AnsweredQoN 561Legislative Assembly
Asked
25 May 2017
Portfolio
Police; Road Safety

QuestionView source ↗

In respect of the Minister’s portfolio responsibilities for departments, agencies or publicly owned corporations: (a) how much money was spent on anti-virus, network security, firewall or anti-malware software in the last financial year; (b) from 17 March 2017 to 19 May 2017, have there been any reported instances of: (i) Viruses: (A) if so, what systems were affected, for how long and was there any downtime (in hours) for each system; (ii) Malware: (A) if so, what systems were affected, for how long and was there any downtime (in hours) for each system; (iii) Cyber-attack: (A) if so, what systems were affected, for how long and was there any downtime (in hours) for each system; and (B) was this attack reported to the WA or Australian Federal Police?

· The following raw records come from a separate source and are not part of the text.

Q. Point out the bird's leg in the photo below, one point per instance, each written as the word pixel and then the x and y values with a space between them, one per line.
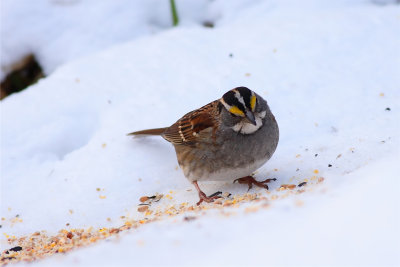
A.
pixel 203 196
pixel 249 180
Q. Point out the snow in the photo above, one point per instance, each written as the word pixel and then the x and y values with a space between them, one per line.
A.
pixel 329 70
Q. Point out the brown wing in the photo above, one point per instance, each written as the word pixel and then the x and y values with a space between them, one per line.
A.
pixel 196 126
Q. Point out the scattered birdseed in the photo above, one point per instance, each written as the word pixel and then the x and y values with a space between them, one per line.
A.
pixel 143 208
pixel 17 248
pixel 287 186
pixel 39 245
pixel 189 218
pixel 143 199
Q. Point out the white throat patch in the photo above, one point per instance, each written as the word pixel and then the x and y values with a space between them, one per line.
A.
pixel 246 127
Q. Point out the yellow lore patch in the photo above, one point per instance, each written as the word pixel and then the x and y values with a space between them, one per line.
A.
pixel 235 110
pixel 253 102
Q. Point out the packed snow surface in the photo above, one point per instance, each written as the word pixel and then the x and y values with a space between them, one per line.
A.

If not, why not; (iv) DNS attack: (A) if so, what systems or websites were affected, for how long and was there any downtime (in hours) for each system; and (B) was this attack reported to the WA or Australian Federal Police? If not, why not; (v) Infected websites: (A) if so, what websites were infected / hacked, for how long and was there any downtime (in hours) for each system; (c) From 17 March 2017 to 19 May 2017 have any network files been illegally accessed by external individuals or organisations: (i) if so, what files were illegally accessed and when; (ii) if so, were the WA Police or Australian Federal Police informed of this illegal access; and (iii) if not, why not?

AnswerView source ↗

Answered
29 June 2017
Responded by
Minister for Police; Road Safety
Response time
9 days
The Government Chief Information Officer advises that this question is difficult to answer as security costs for a wide range of agencies are not necessarily easily obtainable due to external IT vendors bundling the total costs of their services to Government, of which security measures form one component. The collection and provision of this detail would require considerable time, which would divert staff from their normal duties and it is not considered to be a reasonable or appropriate use of Police or Road Safety resources to provide this information.